Pastor, Rest Even When Your Work’s Not Finished

by Luke Holmes September 6, 2018

The elementary school was electric with energy as I walked my middle child to her class.  Teachers were excited, kids were running around, some people even looked lost, too! I could tell the teachers were looking forward to a new year, and so were the kids.  

I grew up with a father for a teacher, a principal actually, so I'm familiar with the excitement. The school year starts off strong and follows a predictable schedule. Fall Break, Thanksgiving, Christmas, and on into the spring semester. But more than anything else, a school year is pushing towards a goal – a qualifiable, tangible goal: to teach children and move them into the next grade. I know teachers do much more than that, but that simplifies it. And even beyond the goal, a school year has an end in sight.  There's a beginning of the year, middle, and end. To break it down even further, each semester has a beginning and end, down to even every day

It was great to see how excited the teachers and kids were this morning. As I got in my car and left for the church, I thought about my work week, work year, and work day. My clear goal as a pastor is to move people into relationship with Christ, with each other, and to grow deeper in that knowledge of God everyday. This past Sunday, we baptized three people to mark their recent decisions for Christ. But I cannot rest thinking that know I can check them off a list, as if the work God is doing in them is done, or even that my work in proclaiming the gospel to them is done. 

A pastor's work schedule often does not have a clear beginning and end. Growing closer to Christ is something that is carried out over a lifetime. One of the things I still struggle with as a pastor is this very fact. I often go home at the end of the day thinking there was someone else I could have called, visited, another commentary to check. It easy to leave the day feeling like my work is incomplete. The work takes a lifetime. While we might feel like we have more to do, we must rest in knowing that Christ’s work is done. 

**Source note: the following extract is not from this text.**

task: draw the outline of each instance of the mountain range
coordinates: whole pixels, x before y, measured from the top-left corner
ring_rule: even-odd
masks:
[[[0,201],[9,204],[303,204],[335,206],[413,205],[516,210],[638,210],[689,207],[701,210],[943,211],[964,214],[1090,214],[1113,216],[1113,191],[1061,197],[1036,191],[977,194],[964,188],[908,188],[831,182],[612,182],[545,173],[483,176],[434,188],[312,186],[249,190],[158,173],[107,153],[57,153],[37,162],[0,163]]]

The work of discipleship takes a lifetime. There are all sorts of ways and methods to help us in the short term. For example, the liturgical calendar is one. But still the work we have takes a lifetime.  More than that, it takes millenia. We still have not completed the task that Jesus gave in the Great Commission.

So what are we to do? We are to plod. We are to walk daily in the grace that has been given us. We are to embrace the starts and finishes that we can grab ahold of, but we are to rest in the finished work of Christ on the cross. We must learn to rest in what Christ has done, and is doing, not in what we might accomplish in week, month, or year.  I will never “graduate” from being a disciple of Christ. Christ’s work for me is done, but Christ’s work in me will take my lifetime.